Streptozotocin (STZ) is the drug of choice to induce DM in rats due to its ability to cause specific oxidative necrosis caused by pancreatic β cells, hypoinsulinemia, hyperglycemia, and results in multi-organ damage. STZ also develops clinical signs very similar to humans including polyphagia, weight loss (muscle wasting and fat deposits), polyuria, and polydipsia. STZ also causes renal damage and dysfunction because it reduces glomerular filtration rate, Cr clearance, urine output, uremia, micro/macroalbuminuria, glomerulosclerosis, and severe necrosis and apoptosis of renal tubules [19].

This experimental research used STZ because of its stability at any pH, unlike unstable alloxan. In addition, it is easier to generate models using a single induction of STZ compared to alloxan which treats fasted rats with 4 doses. Alloxan is less commonly used than STZ because it has low success rate [20].
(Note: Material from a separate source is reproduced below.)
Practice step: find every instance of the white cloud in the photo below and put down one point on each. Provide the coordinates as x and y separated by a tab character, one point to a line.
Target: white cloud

The STZ dose used was 75 mg/kg because 25 mg/kg STZ did not produce any changes in serum glucose. Meanwhile, a dose of 100 mg/kg caused cell necrosis, disintegration and phagocytosis of necrotic cells which occurred rapidly after 3 days. There was an uncommon increase in serum glucose within 24 h and a 98% loss of pancreatic insulin, and the appearance of ketonuria within the first 24 h; However, a dose of 100 mg/kg caused death. Most doses in experimental animals are in range of 25 and 100 mg/kg. The severity of diabetes may vary due to increasing doses of STZ, marked increases in serum glucose levels and progressive decreases in insulin levels over 24 h. This severity was reflected in the change in rat weight over 5 weeks at doses of 55 and 65 mg/kg STZ which was failure to gain weight. At doses of 50 to 70 mg/kg, diabetes stabilized. Insulin treatment for 1 week after STZ injection normalized blood glucose in rats that received 55 mg/kg, but failed to give long-term normal plasma glucose in rats receiving 65 to 75 mg/kg [7].

Diabetes mellitus is the name given to several groups of disorders with different etiologies. It is characterized by disorders of carbohydrate, protein, and fat metabolism caused by complete or relative insufficiency of insulin secretion and/or insulin action. This deviation corresponds to acute (fatigue, polyuria, polydipsia, etc.) as well as chronic (retinopathy, neuropathy, nephropathy, peripheral vascular disease, heart failure, etc.) complications of the disease [7]. Those five things (weight loss, increased blood glucose, increased protein composition in urine and DN histopathology) qualify this animal model as the first DN animal model in Indonesia that uses STZ 75 mg/kg BW as mentioned above. Upon the discovery of this DN animal model, it is hoped that any form of adjuvant therapy can be applied.

Conclusion

Diabetic nephropathy (DN) or diabetic kidney disease is a syndrome characterized by the presence of pathological quantities of urine albumin excretion, diabetic glomerular lesions, and loss of glomerular filtration rate (GFR) in diabetics. The clinical picture of weight loss accompanied by an increase in blood glucose and an increase in the composition of protein in the urine in an animal model of ND is the same as in ND patients. Hopefully this model can be used in finding new alternative therapies for ND patients. The clinical picture of weight loss accompanied by an increase in blood glucose and an increase in the composition of protein in the urine in an animal model of ND is the same as in ND patients. Treatment to delay DN progression involves adequate control of metabolic and hemodynamic abnormalities. Hopefully this model can be used in finding new alternative therapies for ND patients.